His drunkenness—but of course there was no excuse for that. He despised weakness in a man, and he had thought a good deal about his own of late. The episode of Naleenah had brought him face to face with the grim realities attending his drifting.

Sometimes when he looked at Silvertip, lolling brutish and drunken on the blankets of his bunk, Harlan had wondered what alcohol did for the squaw-man. Once he had tried to outline to the one-time cook of the Sophie Sutherland, the beauties, as he saw them, of getting drunk.

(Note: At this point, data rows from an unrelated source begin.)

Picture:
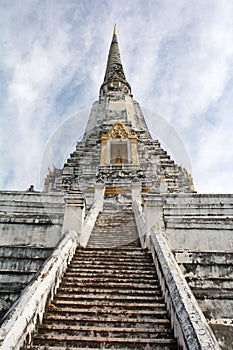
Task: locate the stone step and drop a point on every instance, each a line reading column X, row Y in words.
column 97, row 321
column 106, row 312
column 62, row 302
column 154, row 347
column 110, row 279
column 105, row 297
column 83, row 290
column 111, row 285
column 108, row 298
column 116, row 273
column 107, row 330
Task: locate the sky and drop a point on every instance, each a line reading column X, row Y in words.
column 177, row 56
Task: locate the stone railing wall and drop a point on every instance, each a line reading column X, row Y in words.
column 91, row 217
column 20, row 321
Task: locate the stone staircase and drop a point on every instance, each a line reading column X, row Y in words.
column 109, row 298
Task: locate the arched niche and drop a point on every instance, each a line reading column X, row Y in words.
column 119, row 146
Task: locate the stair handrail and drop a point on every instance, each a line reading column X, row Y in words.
column 140, row 221
column 190, row 325
column 20, row 321
column 91, row 217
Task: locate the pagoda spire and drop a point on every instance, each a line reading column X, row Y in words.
column 114, row 78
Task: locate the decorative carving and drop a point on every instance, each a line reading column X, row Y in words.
column 119, row 131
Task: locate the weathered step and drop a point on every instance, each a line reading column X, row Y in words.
column 110, row 279
column 108, row 298
column 112, row 257
column 97, row 321
column 111, row 285
column 112, row 297
column 83, row 271
column 100, row 311
column 132, row 332
column 131, row 265
column 83, row 290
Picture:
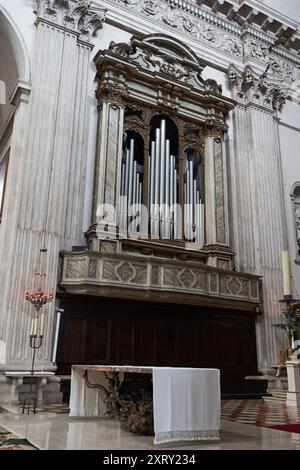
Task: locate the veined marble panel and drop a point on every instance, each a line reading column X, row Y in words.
column 128, row 271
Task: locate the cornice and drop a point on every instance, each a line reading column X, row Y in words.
column 214, row 29
column 80, row 17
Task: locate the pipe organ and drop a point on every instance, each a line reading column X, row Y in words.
column 131, row 190
column 192, row 200
column 165, row 217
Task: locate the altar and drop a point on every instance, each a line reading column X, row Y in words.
column 186, row 402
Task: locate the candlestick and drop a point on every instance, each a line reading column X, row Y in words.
column 286, row 274
column 42, row 321
column 32, row 327
column 35, row 327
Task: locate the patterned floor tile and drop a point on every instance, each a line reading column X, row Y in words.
column 258, row 412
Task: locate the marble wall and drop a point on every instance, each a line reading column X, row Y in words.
column 53, row 147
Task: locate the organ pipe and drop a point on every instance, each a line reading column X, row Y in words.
column 162, row 190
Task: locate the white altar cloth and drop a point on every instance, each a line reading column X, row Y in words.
column 186, row 401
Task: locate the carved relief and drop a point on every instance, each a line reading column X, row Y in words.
column 77, row 15
column 270, row 89
column 125, row 272
column 213, row 282
column 173, row 17
column 256, row 50
column 155, row 276
column 254, row 291
column 181, row 276
column 113, row 91
column 92, row 268
column 76, row 268
column 234, row 286
column 187, row 278
column 219, row 193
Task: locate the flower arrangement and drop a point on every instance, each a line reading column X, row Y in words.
column 291, row 320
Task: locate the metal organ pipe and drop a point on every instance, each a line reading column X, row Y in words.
column 193, row 208
column 131, row 189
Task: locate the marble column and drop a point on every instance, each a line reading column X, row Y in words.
column 216, row 206
column 51, row 159
column 112, row 89
column 260, row 232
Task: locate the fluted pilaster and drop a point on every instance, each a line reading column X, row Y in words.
column 50, row 182
column 260, row 234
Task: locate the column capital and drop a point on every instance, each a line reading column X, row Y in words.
column 215, row 128
column 113, row 91
column 80, row 16
column 269, row 90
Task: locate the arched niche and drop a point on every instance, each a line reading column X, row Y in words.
column 14, row 63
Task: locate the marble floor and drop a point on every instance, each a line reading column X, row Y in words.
column 57, row 431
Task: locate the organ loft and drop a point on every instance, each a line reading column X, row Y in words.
column 155, row 284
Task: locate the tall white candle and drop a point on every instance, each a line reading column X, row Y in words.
column 286, row 273
column 32, row 327
column 35, row 327
column 42, row 322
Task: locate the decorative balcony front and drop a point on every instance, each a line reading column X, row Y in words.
column 162, row 280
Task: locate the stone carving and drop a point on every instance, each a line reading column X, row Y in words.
column 213, row 86
column 254, row 290
column 150, row 7
column 181, row 276
column 159, row 58
column 269, row 89
column 256, row 50
column 77, row 15
column 205, row 26
column 234, row 286
column 114, row 91
column 215, row 128
column 75, row 268
column 93, row 268
column 125, row 272
column 297, row 220
column 213, row 282
column 219, row 193
column 187, row 278
column 122, row 48
column 173, row 17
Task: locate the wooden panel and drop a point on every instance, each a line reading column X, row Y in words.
column 98, row 340
column 124, row 341
column 114, row 332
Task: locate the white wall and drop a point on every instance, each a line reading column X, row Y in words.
column 101, row 41
column 290, row 8
column 289, row 133
column 22, row 13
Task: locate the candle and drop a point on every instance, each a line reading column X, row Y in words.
column 42, row 324
column 286, row 273
column 32, row 327
column 35, row 327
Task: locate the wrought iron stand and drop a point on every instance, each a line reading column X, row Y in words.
column 31, row 401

He recalled now his sensations from the moment the alcohol began creeping through his veins, softly, warmly, creating a glow about his heart. Vistas then opened up before him. Romance and adventure beckoned him. . . . Later, when the stimulant reached the centers of his brain, like the sentient fingers of a musician touching the keyboard of his soul, it produced golden harmonies from those keys whose tones are love, rhythm, color, appreciation of the beautiful: Inhibitions melted away in the amber light that enfolded him. Lovely things he had read or seen or thought and kept to himself for lack of expression formed themselves into words of exquisite simplicity that were to his ear as pastel shades to the eye. He could sing then, as he never sang at other times. Music that was felt, rather than heard, swayed him, and his feet, his hands, his whole body longed to dance and interpret this rhythm of the universe.

Afterward came oblivion, a sweet forgetting of all unpleasantness, a divine sense of mingling without responsibility with the elements.